O que é o manuscrito nós não
sabemos. Uma ficção do jovem suicida? Um diário? Uma crítica
literária embrionária? Em alguns momentos ouvimos a voz do pai, por
exemplo: "A governanta me dizia que ele, com dez anos, passava
as tardes deitado olhando o teto". Em seguida o jovem é
descrito em terceira pessoa como um bom aluno, alguém que jogava
futebol com o motorista. "Depois parou de me contar. Eu achava
que meu trabalho estava mudando o mundo e não era fácil sair de
Brasília" - aqui temos novamente a voz do pai. A governanta é
apresentada em uma reunião de escola onde o menino é elogiado por
suas notas, mas contam-lhe como ele ficava solitário no pátio todo
o recreio.
Logo depois temos uma extensa nota onde se apresentam os
livros que o jovem autor lê, com uma nota para cada livro (Hesse -
8,00 - reprovado). Poemas sobre a solidão, descrição detalhada
sobre os cabelos de uma aluna, cartas falsas para a mãe em Paris.

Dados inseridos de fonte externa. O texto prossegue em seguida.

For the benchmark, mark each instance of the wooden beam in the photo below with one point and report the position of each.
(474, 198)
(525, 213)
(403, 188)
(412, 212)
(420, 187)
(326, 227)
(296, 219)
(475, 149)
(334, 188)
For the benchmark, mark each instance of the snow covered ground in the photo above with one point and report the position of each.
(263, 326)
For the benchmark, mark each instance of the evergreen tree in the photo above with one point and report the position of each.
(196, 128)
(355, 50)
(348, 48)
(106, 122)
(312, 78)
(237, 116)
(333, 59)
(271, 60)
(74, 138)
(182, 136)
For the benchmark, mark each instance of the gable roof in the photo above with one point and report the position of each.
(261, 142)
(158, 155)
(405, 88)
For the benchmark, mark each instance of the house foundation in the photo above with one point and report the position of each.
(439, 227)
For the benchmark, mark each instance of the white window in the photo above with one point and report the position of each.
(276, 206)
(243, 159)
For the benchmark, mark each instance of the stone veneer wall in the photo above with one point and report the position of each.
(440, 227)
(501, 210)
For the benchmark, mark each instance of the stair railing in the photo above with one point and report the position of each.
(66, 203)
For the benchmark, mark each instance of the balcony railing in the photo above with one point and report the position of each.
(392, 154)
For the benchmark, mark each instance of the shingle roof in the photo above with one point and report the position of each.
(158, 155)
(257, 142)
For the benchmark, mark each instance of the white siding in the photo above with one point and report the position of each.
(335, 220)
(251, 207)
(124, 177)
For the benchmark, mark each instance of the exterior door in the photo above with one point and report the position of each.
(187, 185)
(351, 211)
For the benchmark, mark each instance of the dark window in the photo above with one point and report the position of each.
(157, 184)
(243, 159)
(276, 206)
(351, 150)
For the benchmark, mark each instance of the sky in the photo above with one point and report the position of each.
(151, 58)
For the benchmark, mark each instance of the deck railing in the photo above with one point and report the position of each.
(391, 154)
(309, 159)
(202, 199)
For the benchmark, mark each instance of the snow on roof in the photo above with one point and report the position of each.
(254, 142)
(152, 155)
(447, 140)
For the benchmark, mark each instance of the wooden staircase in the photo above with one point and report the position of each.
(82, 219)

"Julio queria estudar ciências, mas nunca vai, porque quer
morrer cedo. Eu sou tão pequeno, ele dizia. Não tenho um amor."
O motorista o levara para assistir uma sinfonia de Mahler aos 11
anos. Temos, então, duas páginas de estudo sobre as sinfonias.
"Julio poderia ter sido músico, mas seu pai não deixou".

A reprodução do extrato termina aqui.